# How is this probably constructed?



## Robie (Feb 25, 2005)

Customer has a 9 year old home with attached garage. There are two separate but identical garage doors with maybe 14"-18" between them.

Would this probably have been built with a single header extending over both doors or independent headers for each door? 

It's *not *something I would attempt to tackle but they have been thinking about changing things to one large garage door and asked me what I thought it would cost.


----------



## Tinstaafl (Jan 6, 2008)

I'd expect to see two headers more often than not. Easier to build and no special-order beam.


----------



## Xtrememtnbiker (Jun 9, 2013)

I would think two headers. Cheaper and easier right? Isn't that how most houses are built...


----------



## kiteman (Apr 18, 2012)

I see it being either way. Roof bearing or gable above?


----------



## Robie (Feb 25, 2005)

This doesn't do any good but I found a pic from a few years ago.


----------



## kiteman (Apr 18, 2012)

I would have done it with one header.


----------



## Robie (Feb 25, 2005)

Now for the dumb question.

How do I tell? Any way without removing drywall?


----------



## kiteman (Apr 18, 2012)

Hammer and 8 penny nail.


----------



## Robie (Feb 25, 2005)

kiteman said:


> Hammer and 8 penny nail.


I was hoping that was an answer.....:laughing:


----------



## fjn (Aug 17, 2011)

kiteman said:


> Hammer and 8 penny nail.





Better yet,hammer and 2 " hardened / splitless finish nail.
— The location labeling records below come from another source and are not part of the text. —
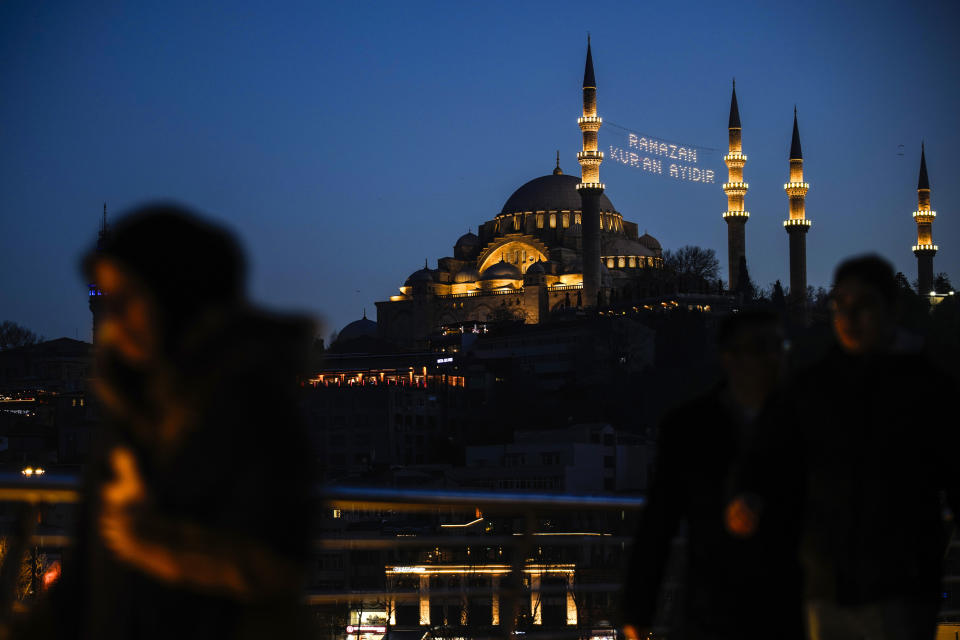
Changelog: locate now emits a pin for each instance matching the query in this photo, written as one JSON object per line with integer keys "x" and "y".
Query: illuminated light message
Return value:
{"x": 662, "y": 158}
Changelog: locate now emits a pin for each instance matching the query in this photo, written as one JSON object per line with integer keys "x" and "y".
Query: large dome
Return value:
{"x": 550, "y": 193}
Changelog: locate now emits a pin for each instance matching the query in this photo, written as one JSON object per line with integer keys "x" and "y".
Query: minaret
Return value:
{"x": 590, "y": 187}
{"x": 924, "y": 249}
{"x": 798, "y": 225}
{"x": 735, "y": 189}
{"x": 94, "y": 295}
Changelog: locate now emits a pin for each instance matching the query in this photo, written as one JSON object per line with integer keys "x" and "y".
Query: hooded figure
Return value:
{"x": 198, "y": 501}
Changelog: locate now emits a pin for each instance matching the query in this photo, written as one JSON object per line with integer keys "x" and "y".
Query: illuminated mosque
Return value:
{"x": 557, "y": 243}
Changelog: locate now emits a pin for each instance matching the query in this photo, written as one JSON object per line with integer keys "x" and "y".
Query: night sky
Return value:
{"x": 347, "y": 142}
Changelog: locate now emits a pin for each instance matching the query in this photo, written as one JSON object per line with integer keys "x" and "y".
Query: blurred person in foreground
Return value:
{"x": 197, "y": 520}
{"x": 728, "y": 588}
{"x": 864, "y": 439}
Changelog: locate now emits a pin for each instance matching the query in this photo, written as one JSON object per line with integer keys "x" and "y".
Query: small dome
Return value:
{"x": 420, "y": 276}
{"x": 358, "y": 329}
{"x": 468, "y": 240}
{"x": 576, "y": 266}
{"x": 649, "y": 241}
{"x": 467, "y": 274}
{"x": 501, "y": 271}
{"x": 536, "y": 269}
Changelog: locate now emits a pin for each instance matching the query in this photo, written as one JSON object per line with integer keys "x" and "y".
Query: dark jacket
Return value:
{"x": 867, "y": 446}
{"x": 240, "y": 475}
{"x": 733, "y": 588}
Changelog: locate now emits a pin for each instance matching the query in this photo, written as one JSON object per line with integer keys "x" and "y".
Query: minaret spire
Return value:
{"x": 796, "y": 153}
{"x": 588, "y": 79}
{"x": 797, "y": 224}
{"x": 590, "y": 187}
{"x": 924, "y": 250}
{"x": 736, "y": 190}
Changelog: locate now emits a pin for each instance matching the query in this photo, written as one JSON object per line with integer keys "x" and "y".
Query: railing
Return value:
{"x": 515, "y": 582}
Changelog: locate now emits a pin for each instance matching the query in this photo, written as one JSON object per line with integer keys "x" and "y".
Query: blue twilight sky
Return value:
{"x": 347, "y": 142}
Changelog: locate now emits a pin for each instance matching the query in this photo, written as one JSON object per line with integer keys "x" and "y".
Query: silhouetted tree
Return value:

It makes smaller holes.:thumbsup:


----------



## TxElectrician (May 21, 2008)

kiteman said:


> Hammer and 8 penny nail.


I'm no carpenter, but wouldn't it be pretty much solid either way?


----------



## mako1 (Sep 1, 2013)

I just built one and use two headers .Have always done it that way.With a jack and king stud supporting each header and solid studs in the center if there isn't much space.
If you used a solid header you would have to have a post in the middle which would not give as much support in my opinion since it would have to be toenailed or bracketed into the header one ways or another.Just weird to me.


----------



## Briandh (Sep 18, 2014)

From my experience there's a girder truss running from to back that carries that upper front corner, bearing on the centre of the one garage door. Your going to be needing a large beam to bear that girder.


Sent from my iPad using Tapatalk


----------



## Warren (Feb 19, 2005)

Even if it is one header, that header is not gonna be engineered to clear span that. We are required now on garages like that to use one header. 9 years ago, we would have done it with two.


----------



## knucklehead (Mar 2, 2009)

That is 2 separate headers.


----------



## pappagor (Jan 29, 2008)

you will need a new header no matter what so cut out the rock


----------



## Warren (Feb 19, 2005)

kiteman said:


> Hammer and 8 penny nail.


Or, if they don't want the holes in the drywall, you could pop off a piece of siding.


----------



## hdavis (Feb 14, 2012)

Sometimes demo is the right first step...


----------



## Robie (Feb 25, 2005)

Customer..."Whay'ya think Rob...$2000-$3000?

Me..."Try $20,000

I might not have been far off, eh?


----------



## Warren (Feb 19, 2005)

Robie said:


> Customer..."Whay'ya think Rob...$2000-$3000?
> 
> Me..."Try $20,000
> 
> I might not have been far off, eh?


I have done a few of these. The demo and framing is actually not bad. It is all the other crap that eats up the time.

Remove any electrical
Remove GDO
Remove drywall
Remove tow doors
Remove siding and door trim
Build temp wall
Remove existing headers and install new headers
Install rafter ties
Electrical for GDO
Remove bit of block wall.
Fill in concrete
Replace trim and siding
Replace drywall and finish
Install new door
Install new GDO


Certainly not 2k, but probably no where near 20k


----------